This lesson is still being designed and assembled (Pre-Alpha version)

Fundamentals of Heterogeneous Parallel Programming with CUDA C/C++

This tutorial by the Molecular Sciences Software Institute (MolSSI) overviews the fundamentals of heterogeneous parallel programming with CUDA C/C++ at the beginner level.

The MolSSI’s full education mission statement can be found here.


  • Previous knowledge of High-performance Computing (HPC) basic concepts are helpful but not required for starting this course. Nevertheless, we encourage students to take a glance at our Parallel Programming tutorial, specifically, Chapters 1, 2 and 5 for a brief overview of some of the fundamental concepts in HPC.
  • Basic familiarity with Bash, C and C++ programming languages is required.

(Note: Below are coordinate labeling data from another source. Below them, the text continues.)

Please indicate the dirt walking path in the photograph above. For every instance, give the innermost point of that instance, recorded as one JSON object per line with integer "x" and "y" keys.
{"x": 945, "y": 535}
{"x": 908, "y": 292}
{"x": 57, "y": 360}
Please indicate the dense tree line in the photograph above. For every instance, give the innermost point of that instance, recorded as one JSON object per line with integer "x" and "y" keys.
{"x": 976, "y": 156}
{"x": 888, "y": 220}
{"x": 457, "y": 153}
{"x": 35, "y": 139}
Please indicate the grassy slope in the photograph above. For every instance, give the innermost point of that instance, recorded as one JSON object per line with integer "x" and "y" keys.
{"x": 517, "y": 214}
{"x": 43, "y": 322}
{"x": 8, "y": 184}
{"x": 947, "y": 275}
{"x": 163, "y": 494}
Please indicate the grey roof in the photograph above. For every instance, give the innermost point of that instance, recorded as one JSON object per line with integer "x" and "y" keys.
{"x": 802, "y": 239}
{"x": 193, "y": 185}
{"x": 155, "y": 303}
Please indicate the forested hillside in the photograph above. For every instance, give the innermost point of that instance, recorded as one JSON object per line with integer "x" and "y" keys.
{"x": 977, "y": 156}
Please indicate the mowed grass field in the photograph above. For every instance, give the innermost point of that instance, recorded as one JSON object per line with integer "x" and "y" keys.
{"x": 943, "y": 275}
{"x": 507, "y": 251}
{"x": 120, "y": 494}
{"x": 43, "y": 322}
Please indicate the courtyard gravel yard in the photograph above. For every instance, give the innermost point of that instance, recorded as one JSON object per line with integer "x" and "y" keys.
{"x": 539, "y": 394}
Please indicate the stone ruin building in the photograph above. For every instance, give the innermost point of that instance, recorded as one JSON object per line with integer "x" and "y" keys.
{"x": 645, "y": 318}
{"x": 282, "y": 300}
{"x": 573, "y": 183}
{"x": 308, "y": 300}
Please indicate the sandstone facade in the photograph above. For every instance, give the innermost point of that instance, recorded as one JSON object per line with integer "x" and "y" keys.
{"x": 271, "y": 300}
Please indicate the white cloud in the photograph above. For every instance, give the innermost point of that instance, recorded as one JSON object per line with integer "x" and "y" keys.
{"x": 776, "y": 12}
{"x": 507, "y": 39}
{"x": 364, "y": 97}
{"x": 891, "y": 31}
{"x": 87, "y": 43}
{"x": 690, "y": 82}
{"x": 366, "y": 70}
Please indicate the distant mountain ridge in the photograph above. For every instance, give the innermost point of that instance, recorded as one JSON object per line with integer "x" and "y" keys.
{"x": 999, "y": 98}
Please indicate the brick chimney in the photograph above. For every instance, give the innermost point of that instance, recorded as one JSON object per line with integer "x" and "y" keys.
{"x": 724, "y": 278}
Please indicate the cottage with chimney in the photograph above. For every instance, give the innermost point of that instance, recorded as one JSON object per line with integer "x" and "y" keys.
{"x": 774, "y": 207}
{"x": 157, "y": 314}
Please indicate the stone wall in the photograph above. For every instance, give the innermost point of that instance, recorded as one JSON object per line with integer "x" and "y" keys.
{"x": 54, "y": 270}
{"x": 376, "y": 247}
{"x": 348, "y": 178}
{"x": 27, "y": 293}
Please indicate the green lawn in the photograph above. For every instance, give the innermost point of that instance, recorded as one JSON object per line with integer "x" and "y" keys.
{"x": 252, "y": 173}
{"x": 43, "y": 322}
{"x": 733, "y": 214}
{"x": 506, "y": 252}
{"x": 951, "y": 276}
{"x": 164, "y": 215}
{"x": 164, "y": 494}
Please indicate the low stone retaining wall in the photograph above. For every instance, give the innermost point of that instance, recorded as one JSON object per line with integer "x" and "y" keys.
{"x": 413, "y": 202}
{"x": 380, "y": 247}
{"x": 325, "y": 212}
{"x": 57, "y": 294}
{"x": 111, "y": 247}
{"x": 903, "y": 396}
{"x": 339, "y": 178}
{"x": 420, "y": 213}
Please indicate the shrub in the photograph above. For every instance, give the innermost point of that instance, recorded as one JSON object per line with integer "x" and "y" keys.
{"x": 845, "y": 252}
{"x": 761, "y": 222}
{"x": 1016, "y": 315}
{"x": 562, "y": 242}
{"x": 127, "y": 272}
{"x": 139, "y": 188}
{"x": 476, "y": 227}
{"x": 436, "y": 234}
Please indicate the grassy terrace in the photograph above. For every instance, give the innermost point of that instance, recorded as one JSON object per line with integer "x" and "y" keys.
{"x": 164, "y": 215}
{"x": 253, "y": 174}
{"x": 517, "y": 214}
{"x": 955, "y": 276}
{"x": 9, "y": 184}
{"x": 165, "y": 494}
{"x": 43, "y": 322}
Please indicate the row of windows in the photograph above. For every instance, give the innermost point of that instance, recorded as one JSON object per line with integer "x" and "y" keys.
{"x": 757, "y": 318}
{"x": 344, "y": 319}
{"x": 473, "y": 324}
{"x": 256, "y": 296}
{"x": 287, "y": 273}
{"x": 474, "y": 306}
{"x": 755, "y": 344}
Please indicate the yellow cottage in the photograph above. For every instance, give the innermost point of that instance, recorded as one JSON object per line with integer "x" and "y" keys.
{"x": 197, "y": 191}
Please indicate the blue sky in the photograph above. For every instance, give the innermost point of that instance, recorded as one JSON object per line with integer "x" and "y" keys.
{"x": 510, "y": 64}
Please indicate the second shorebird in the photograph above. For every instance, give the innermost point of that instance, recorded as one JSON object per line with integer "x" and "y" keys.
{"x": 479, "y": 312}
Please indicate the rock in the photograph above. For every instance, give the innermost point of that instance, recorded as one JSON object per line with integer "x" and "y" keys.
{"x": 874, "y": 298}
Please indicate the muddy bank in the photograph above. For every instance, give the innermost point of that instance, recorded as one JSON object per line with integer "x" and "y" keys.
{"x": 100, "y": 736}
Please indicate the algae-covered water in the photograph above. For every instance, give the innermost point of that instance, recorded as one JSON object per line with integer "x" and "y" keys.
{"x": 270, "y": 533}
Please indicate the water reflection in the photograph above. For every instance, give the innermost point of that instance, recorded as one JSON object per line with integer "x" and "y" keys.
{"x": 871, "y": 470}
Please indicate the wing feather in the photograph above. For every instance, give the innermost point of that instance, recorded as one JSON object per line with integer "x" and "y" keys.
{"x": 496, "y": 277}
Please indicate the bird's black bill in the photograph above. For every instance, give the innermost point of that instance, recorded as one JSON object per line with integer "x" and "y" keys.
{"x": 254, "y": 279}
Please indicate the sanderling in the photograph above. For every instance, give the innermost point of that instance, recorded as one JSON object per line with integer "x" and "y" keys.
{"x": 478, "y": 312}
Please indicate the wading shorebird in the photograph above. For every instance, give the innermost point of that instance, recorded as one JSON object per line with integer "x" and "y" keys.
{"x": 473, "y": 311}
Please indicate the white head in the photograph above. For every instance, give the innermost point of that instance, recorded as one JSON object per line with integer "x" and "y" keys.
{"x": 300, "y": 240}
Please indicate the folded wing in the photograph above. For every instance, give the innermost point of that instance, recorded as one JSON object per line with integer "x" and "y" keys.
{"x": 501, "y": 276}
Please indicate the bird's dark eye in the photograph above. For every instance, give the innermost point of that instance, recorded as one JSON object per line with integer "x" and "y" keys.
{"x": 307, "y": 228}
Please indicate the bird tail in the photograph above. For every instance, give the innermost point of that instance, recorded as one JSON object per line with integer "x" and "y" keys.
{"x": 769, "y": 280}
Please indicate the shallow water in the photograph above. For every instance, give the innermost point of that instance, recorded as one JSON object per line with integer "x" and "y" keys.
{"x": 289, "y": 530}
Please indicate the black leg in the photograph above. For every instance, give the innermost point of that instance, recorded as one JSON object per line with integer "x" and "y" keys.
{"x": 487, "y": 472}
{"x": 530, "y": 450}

Software/Hardware Specifications

The following NVIDIA CUDA-enabled GPU devices have been used throughout this tutorial:

  • Device 0: GeForce GTX 1650 with Turing architecture (Compute Capability = 7.5)
  • Device 1: GeForce GT 740M with Kepler architecture (Compute Capability = 3.5)

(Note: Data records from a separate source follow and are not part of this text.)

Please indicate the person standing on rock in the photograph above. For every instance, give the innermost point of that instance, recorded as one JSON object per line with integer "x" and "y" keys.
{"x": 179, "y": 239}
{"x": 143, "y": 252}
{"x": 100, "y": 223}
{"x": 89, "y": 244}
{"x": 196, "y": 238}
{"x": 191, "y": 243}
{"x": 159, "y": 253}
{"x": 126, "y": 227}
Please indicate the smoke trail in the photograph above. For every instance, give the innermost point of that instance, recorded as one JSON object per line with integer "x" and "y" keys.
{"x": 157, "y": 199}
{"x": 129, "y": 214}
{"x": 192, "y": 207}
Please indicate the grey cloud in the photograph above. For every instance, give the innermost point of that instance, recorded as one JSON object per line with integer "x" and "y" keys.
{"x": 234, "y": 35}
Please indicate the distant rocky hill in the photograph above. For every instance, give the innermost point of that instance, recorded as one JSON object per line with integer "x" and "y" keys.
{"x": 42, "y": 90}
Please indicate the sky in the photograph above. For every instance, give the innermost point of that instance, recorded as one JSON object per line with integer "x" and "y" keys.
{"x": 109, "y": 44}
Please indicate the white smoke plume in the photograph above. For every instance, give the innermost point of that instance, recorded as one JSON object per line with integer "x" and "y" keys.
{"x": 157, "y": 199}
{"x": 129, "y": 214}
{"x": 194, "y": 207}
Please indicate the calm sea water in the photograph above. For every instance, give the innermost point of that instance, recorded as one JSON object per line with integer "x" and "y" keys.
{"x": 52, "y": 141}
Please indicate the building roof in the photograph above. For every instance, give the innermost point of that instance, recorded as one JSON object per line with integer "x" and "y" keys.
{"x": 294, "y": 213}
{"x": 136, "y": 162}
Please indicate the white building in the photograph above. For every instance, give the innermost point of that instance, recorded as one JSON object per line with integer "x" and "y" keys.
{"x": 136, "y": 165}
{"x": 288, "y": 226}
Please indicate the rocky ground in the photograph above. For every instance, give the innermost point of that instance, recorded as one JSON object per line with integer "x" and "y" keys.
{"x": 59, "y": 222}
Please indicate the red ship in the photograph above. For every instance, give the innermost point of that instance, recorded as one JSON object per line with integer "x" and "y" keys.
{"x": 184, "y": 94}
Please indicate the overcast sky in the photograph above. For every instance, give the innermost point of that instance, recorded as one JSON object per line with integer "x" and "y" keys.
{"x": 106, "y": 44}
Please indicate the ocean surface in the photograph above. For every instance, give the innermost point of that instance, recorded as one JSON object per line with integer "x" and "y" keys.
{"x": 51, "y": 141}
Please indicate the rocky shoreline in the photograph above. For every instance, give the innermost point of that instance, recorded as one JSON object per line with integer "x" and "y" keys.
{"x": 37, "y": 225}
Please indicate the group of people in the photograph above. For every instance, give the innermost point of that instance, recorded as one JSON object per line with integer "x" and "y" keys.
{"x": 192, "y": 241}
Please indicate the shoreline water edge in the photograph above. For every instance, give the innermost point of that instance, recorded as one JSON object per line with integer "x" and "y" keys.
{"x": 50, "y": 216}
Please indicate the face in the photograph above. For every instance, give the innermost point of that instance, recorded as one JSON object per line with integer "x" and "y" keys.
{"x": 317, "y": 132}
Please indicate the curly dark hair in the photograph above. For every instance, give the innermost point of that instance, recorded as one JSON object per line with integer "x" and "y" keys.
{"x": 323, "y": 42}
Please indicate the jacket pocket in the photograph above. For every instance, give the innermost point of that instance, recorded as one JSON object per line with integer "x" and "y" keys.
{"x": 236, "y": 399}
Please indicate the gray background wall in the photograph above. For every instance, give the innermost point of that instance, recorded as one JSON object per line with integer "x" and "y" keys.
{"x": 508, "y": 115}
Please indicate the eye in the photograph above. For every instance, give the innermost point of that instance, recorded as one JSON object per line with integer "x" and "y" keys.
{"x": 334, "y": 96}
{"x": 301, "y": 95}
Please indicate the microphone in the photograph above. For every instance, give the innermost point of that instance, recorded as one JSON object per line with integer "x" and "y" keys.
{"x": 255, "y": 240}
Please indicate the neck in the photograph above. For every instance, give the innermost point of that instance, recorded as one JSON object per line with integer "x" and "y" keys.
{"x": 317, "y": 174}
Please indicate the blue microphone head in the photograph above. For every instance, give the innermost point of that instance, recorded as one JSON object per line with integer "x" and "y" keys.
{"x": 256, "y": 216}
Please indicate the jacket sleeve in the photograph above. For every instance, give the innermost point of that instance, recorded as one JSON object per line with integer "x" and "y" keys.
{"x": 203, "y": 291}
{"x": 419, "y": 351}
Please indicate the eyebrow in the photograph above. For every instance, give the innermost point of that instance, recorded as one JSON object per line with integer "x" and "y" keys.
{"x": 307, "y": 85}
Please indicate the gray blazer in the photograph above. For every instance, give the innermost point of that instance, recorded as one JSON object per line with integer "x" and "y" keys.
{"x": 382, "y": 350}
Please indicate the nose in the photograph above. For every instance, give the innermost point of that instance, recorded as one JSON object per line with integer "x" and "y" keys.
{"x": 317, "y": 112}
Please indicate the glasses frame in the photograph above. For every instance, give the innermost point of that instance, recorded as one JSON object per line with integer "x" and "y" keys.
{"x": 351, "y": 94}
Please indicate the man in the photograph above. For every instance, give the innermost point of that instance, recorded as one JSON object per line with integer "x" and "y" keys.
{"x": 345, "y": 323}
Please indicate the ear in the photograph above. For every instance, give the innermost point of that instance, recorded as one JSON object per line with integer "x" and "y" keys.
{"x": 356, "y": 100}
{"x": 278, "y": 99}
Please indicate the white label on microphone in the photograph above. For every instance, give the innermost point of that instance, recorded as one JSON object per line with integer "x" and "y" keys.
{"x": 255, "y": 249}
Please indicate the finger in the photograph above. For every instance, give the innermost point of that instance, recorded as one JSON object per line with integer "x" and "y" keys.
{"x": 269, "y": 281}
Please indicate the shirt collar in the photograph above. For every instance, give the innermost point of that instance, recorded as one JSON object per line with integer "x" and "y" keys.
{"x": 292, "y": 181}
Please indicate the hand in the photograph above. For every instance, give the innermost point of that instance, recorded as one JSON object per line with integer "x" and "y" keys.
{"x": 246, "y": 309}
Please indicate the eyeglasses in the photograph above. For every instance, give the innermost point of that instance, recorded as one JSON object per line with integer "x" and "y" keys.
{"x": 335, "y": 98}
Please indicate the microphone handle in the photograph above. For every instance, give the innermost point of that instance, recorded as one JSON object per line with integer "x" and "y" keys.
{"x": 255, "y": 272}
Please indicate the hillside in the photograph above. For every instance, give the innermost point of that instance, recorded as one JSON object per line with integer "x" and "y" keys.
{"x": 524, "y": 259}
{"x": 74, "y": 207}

Linux 18.04 (Bionic Beaver) OS is the target platform for CUDA Toolkit v11.2.0 on the two host machines armed with devices 0 and 1.


Setup Download files required for the lesson
00:00 1. Introduction What is heterogeneous parallel programming? Where did it come from and how did it evolve?
What are the main differences between CPU and GPU architectures and their relation to parallel programming paradigms?
What is CUDA? Why do I need to know about it?
00:30 2. Basic Concepts in CUDA Programming How to write, compile and run a basic CUDA program?
What is the structure of a CUDA program?
How to write and launch a CUDA kernel function?
01:00 3. CUDA Programming Model What is thread hierarchy in CUDA?
How can threads be organized within blocks and grids?
How can the data be transferred between host and device memory?
How can we measure the wall-time of an operation in a program?
02:00 4. CUDA GPU Compilation Model What is NVCC compiler and why do we need it?
Can multiple GPU and CPU source code files be simultaneously compiled with NVCC?
How does NVCC distinguish between the host and device code domains and handle the compilation process?
How can runtime errors be handled during a CUDA program execution?
02:47 5. CUDA Execution Model What is CUDA execution model?
How insights from GPU architecture helps CUDA programmers to write more efficient software?
What are streaming multiprocessors and thread warps?
What is profiling and why is it important to a programmer?
How many profiling tools for CUDA programming are available and which one(s) should I choose?
03:22 Finish

The actual schedule may vary slightly depending on the topics and exercises chosen by the instructor.